A spokesperson for Guardian Australia said the publication maintains complete editorial control over its journalism, regardless of who’s footing the bill, and pointed to relevant content labels and disclosures made about the funding arrangements.
“When we partner with a philanthropic funder, we agree on a broad area of coverage at the outset only, after which all editorial decisions are made by Guardian editors exclusively. Philanthropic partners never pitch story ideas to editors, nor do they have any access to the editorial process,” the spokesperson told Crikey.
“There are no exceptions to this.”
Last week, the No campaign offshoot Fair Australia seized on Guardian Australia’s funding arrangement with the Balnaves Foundation and charged the publication with carrying out its reporting with an “aggressive bias against” opponents of the Voice to Parliament.
It claimed reporters had quoted the campaign selectively and “lied” in requests for comment, and that it would therefore no longer engage with the publisher, just days after the official No case was panned for mischaracterising a quote attributed to constitutional expert Greg Craven. Fair Australia said it was “considering further action” against Guardian Australia.
“This relates to correspondence we’ve received from its reporters where they have demanded responses to assertions of fact later revealed to be knowingly untrue in their reporting, and their refusal to print important, relevant and newsworthy on-record context,” a Fair Australia spokesperson told Crikey.
“Given the defamatory statements about this campaign that Crikey has published in recent days — that we have been ‘caught out engaging in racist rhetoric’, that we ’empower, legitimise and amplify racism’ — we are also unlikely to engage with your organisation in future,” they added.
In a statement, Guardian Australia rejected “any claims of lies, selective quotes, bias” or any other allegations made by the No campaign spinoff without proof.
“We have asked Fair Australia to provide evidence for the claims they’ve made, and they have not provided any,” a Guardian Australia spokesperson said.
“As is good journalistic practice, we will continue to offer Fair Australia the right to reply for any reporting we do that concerns them. It will be up to them if they want to answer or not, but we will continue to give them the opportunity to do so.”
Catharine Lumby, a media professor at the University of Sydney, said the funding arrangements do not present the ethical quandary the No campaign would have readers believe.
“People can go and look up the foundation and they can work it out. I think disclosures are important with these funding mechanisms, but I don’t lie awake at night worrying about the ABC or The Guardian being biased,” she said. “Put it that way.”
The first episode of Guardian Australia’s new podcast went live last Thursday, and saw Ngiyampaa Weilwan woman and host Laura Murphy-Oates joined by Indigenous affairs editor Lorena Allam, Yes campaigner Kerry O’Brien and 2023 Young Australian of the Year for Queensland Talei Elu. It sought to answer mailbag questions from readers, including “Why is the Yes campaign so invisible?” and “Why is the over-55s cohort the most likely to vote No?”.

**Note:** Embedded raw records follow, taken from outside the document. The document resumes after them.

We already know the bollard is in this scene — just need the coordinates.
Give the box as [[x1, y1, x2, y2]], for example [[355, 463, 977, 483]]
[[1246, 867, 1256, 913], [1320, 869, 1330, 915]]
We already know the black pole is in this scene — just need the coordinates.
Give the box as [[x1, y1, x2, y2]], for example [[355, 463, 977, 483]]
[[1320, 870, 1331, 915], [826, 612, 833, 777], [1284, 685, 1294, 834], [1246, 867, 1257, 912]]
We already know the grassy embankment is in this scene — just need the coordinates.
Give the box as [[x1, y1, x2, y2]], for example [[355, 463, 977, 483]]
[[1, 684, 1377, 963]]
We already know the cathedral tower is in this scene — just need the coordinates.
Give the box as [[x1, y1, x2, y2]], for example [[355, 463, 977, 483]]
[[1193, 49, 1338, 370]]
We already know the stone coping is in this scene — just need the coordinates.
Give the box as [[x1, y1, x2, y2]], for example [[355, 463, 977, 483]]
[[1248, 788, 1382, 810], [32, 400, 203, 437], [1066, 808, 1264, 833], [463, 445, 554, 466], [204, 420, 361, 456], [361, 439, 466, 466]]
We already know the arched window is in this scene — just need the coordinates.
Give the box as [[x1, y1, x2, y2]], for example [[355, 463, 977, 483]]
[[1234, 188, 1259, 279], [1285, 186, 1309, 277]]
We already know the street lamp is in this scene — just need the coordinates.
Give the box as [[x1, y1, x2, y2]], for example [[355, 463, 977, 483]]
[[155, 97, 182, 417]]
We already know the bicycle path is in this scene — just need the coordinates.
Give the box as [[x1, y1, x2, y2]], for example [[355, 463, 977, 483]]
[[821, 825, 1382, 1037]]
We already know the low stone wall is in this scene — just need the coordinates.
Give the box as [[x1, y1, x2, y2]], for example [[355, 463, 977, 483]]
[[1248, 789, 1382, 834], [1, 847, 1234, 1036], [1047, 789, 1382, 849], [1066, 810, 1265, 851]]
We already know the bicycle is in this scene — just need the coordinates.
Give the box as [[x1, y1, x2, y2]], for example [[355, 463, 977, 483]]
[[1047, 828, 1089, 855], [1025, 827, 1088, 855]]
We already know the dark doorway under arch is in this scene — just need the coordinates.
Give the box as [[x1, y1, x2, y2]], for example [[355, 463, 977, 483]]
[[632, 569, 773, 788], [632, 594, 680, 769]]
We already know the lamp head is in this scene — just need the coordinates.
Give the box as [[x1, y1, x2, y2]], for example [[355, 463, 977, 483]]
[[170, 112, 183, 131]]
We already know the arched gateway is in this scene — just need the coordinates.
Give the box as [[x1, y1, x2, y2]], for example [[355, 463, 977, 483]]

“I think people have real questions about the Voice, and are craving in-depth, thoughtful answers from people who best understand the issues. This is the place to find it,” Murphy-Oates said in a statement last week.
The podcast’s 230,000 unique monthly listeners can expect future episodes to feature experts who reflect “various viewpoints”, including opponents of the proposed Voice, the Guardian Australia spokesperson said.
“There has only been one episode published so far. We are committed to reporting fairly and accurately on all aspects of the referendum campaign and will continue to do so,” they said.